When I was a kid, sitting on the bluff in West Seattle, peering out to Blake Island, I used to dream of having a cabin there, or on Vashon, so that I could “write”. Life has not provided me with that opportunity, so I have to live vicariously through you, see island living with your eyes, and through your music.
Glenn
Alex Shapiro said,
December 3, 2007 @ 10:46 am
Ah… wordsmithing… yes. I wouldn’t be bold enough to call myself a wordsmith, but I am incorrigibly loquacious and have spent plenty of time procrastinating by typing sentences rather than musical phrases.
Proof of my intrepid time-wasting abilities resides on this page linked below, offering a menu of short essays, published articles, and radio show MP3s (oh yeah: in addition to writing, I love to talk. No one has succeeded in shutting me up yet, much to the chagrin of some, I’m sure!).
http://www.alexshapiro.org/ASEssaysMenu.html
Glenn Buttkus said,
December 4, 2007 @ 5:59 am
Loquacious, yes, I too have been called that, and sometimes garrulous, and often verbose. One friend dubbed me the “Viscount of Verbosity”, which he probably meant as a slam, but I took it as a left-handed compliment. I like to think of myself as a poet, who enjoys the freedom of pure hearted prose, who cannot look at a sunset or rise without wanting to share it. For me it is always that knawing need to share. I really love old Webster sometimes. “Poet: One, as a creative artist, of great imagination and expressive capabilities, and special sensitivity to the medium.” That sounds familiar as hell to me.
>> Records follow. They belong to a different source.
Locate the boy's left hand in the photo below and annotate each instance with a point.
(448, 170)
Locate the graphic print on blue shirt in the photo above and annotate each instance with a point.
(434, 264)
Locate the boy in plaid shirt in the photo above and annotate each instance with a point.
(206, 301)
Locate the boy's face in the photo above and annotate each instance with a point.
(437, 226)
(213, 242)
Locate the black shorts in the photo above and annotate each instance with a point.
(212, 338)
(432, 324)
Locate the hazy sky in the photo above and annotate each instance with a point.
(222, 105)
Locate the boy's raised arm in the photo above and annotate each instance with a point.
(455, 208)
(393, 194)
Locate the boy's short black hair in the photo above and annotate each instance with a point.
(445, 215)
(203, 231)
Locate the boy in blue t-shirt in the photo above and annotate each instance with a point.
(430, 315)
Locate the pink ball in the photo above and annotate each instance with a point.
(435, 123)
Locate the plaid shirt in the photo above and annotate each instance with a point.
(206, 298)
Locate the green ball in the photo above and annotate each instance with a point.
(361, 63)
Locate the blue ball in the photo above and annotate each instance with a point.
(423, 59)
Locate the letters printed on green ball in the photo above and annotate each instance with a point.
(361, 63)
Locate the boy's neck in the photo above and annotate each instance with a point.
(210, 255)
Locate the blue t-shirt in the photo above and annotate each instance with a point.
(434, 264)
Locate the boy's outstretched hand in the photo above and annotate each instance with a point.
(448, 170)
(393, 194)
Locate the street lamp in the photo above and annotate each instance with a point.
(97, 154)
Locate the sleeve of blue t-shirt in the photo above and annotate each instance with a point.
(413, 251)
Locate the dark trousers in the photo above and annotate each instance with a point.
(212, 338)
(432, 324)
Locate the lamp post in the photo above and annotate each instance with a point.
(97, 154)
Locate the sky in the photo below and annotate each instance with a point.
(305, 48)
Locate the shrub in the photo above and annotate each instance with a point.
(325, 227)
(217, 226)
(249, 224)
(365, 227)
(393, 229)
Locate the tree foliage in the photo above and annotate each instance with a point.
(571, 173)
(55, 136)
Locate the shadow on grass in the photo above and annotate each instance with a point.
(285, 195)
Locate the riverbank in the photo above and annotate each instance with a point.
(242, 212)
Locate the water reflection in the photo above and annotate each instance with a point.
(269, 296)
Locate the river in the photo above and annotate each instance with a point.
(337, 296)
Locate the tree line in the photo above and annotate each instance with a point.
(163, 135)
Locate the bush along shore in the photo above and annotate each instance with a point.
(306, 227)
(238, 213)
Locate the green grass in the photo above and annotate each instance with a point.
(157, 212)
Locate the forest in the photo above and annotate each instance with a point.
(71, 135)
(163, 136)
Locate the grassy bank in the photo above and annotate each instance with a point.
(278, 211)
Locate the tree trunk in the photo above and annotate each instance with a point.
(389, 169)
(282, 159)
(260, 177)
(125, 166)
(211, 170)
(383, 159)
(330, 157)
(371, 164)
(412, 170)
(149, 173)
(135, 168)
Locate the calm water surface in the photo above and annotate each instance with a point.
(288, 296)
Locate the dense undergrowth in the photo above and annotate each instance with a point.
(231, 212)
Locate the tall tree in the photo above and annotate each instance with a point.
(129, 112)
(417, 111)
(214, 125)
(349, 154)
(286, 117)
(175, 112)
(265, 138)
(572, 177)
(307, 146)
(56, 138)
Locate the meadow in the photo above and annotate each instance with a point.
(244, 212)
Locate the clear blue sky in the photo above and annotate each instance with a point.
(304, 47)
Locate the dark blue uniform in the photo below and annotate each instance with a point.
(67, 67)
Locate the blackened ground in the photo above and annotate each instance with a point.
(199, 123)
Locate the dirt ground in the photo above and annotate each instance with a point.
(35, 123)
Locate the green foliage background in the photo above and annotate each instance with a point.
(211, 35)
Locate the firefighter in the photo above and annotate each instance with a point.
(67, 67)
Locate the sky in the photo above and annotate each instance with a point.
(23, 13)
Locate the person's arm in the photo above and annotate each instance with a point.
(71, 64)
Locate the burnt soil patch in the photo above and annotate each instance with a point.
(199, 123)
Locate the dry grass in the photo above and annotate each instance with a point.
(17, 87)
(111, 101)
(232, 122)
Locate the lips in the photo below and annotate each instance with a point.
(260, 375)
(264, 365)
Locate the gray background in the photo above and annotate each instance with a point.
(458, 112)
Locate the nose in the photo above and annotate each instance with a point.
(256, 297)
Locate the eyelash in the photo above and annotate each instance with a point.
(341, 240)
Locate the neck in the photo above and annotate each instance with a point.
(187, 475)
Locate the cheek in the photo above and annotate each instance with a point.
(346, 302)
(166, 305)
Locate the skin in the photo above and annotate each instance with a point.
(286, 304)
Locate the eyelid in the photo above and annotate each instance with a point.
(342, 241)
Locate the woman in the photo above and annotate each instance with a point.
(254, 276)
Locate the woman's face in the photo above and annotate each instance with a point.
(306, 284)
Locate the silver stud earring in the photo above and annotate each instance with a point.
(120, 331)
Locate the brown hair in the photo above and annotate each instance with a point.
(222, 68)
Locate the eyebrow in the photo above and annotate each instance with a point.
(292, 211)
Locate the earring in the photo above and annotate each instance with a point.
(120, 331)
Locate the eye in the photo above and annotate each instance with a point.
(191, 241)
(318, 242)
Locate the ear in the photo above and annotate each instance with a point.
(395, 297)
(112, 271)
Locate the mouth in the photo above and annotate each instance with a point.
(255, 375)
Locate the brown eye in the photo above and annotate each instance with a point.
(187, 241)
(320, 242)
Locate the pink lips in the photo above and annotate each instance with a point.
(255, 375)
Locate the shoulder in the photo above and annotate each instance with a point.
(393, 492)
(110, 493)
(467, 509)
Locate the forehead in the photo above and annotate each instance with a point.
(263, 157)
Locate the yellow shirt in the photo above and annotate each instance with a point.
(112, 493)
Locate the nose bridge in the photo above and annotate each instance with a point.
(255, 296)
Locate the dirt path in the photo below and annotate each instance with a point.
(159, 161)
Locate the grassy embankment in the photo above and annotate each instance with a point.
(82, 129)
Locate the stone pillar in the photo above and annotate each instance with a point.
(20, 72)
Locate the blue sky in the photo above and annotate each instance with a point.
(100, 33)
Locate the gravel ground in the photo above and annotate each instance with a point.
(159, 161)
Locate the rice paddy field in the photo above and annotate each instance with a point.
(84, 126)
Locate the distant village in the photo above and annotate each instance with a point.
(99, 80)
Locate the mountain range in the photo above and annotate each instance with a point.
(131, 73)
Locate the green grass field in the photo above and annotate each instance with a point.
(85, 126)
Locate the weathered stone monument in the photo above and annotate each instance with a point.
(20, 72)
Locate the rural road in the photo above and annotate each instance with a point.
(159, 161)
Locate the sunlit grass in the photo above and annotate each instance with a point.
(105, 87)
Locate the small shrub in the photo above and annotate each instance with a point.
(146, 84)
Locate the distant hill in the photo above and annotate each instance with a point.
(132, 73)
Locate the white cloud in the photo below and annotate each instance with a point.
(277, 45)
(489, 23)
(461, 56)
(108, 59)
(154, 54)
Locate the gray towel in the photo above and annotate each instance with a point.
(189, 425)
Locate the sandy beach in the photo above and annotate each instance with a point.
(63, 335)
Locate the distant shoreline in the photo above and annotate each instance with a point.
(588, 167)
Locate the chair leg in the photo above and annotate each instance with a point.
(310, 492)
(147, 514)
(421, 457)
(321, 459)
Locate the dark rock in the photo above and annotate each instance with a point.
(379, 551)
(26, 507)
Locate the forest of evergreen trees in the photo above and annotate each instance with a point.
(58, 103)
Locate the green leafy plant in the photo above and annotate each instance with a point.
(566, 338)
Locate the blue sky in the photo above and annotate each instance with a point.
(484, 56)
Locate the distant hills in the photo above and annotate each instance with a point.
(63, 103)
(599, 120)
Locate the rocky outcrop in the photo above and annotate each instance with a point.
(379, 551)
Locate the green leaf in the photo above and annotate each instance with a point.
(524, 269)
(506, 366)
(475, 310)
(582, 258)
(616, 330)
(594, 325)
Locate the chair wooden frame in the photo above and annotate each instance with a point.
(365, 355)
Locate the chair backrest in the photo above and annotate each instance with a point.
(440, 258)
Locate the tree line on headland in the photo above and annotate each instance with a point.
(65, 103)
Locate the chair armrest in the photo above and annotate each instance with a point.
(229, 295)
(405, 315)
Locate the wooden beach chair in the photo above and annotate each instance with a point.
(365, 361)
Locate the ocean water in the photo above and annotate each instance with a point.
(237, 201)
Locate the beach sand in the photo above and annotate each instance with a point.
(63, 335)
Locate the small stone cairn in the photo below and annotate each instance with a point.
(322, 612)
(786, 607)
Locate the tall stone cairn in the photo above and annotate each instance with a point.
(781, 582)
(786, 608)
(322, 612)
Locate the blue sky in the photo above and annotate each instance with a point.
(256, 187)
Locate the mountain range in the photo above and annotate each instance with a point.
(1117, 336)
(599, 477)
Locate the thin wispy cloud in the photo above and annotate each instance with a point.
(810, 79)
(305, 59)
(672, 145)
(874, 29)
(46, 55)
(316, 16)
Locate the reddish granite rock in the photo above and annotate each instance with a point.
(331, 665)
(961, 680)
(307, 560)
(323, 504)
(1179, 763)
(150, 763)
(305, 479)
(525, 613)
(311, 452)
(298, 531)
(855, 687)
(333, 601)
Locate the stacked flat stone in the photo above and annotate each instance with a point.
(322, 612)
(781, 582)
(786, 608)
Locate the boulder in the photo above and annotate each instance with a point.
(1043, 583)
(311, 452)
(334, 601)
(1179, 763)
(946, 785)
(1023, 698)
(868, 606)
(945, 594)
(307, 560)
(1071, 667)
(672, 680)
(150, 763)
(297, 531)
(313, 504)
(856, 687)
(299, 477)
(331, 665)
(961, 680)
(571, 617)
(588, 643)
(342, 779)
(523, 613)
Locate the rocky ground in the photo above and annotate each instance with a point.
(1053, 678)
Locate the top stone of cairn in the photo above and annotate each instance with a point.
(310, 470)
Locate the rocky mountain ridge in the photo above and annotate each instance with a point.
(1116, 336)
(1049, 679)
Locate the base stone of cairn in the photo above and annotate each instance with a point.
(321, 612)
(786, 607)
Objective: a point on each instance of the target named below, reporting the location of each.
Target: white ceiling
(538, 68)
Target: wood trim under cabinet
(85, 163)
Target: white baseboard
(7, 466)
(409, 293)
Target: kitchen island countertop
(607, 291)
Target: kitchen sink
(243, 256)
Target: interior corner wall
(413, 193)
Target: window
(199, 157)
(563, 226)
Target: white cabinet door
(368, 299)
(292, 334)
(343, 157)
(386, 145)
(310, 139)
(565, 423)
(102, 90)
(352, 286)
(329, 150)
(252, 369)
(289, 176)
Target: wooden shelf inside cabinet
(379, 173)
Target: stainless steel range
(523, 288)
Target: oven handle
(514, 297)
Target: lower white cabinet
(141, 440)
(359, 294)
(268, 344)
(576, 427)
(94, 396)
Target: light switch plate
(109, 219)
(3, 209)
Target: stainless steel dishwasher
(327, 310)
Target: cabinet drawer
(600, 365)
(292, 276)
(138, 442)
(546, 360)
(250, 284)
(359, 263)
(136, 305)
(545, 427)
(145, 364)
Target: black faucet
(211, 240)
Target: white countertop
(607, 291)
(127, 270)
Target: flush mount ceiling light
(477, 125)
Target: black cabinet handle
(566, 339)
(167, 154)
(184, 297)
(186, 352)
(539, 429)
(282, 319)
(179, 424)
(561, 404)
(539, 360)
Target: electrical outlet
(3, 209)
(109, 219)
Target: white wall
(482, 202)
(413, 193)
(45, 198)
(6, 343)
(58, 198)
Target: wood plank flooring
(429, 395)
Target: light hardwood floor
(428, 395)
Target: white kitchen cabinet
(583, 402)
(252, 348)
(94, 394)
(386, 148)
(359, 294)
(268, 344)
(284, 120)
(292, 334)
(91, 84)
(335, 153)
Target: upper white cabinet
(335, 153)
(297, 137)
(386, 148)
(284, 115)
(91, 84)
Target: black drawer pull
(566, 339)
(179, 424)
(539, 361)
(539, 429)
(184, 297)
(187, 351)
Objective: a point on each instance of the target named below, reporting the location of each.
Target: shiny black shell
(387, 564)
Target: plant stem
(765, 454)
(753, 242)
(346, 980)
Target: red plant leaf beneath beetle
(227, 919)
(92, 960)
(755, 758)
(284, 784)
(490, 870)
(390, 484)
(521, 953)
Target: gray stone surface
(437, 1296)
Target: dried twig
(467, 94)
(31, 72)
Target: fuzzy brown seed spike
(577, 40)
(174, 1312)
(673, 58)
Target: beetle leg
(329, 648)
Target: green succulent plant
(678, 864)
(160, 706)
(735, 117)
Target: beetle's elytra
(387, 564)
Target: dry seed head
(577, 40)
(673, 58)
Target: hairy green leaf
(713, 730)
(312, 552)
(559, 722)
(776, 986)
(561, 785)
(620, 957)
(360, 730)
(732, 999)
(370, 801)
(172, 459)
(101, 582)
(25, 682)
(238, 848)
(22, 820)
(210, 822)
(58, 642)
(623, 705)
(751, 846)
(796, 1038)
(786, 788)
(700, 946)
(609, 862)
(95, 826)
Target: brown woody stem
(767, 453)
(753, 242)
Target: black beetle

I took your advice and clicked on the Alex Shapiro: Composer link, and there it is –all your words and ideas. I will take months to read them, to digest them, to comprehend them. I will dip into them like a child with a pocketful of chocolate kisses, extracting one or two as I need them and want them. It seems to be a separate link from NOTES FROM THE KELP, so I put it on my favorites too, on the shelf, on hand, easy to click on.
You did not answer my inquiry about whether or not you write poetry, or poetic lyrics. Somehow you give me the feeling that you do, have done, need to do. If so then be brave and post some for we, the hungry and unseen, the gaggles and herds and pods of us that slog through our mundane lives waiting for an interesting turn of phrase, composed line, new word to look up, poetic image. That way besides putting excerpts of your fabulous music to photos, you could do it to poetry, like a latter day Leonard Cohen, like Charlie Parker composing musical interlude for Sherman Alexie’s poetry.
Glenn
Alex Shapiro said,
December 5, 2007 @ 7:16 pm
Glenn, you tempt.
Alas, there is only one published poem to my credit.
And yes, when I find the right photo to accompany it, I will post it.
I already have the piece to go with it, because the poem was written to accompany the music (often it’s the other way around; this was an unusual circumstance).
Don’t waste too much of your time reading my essays and drivel. Just because I have the nerve to post all these things does not imply that they are any good!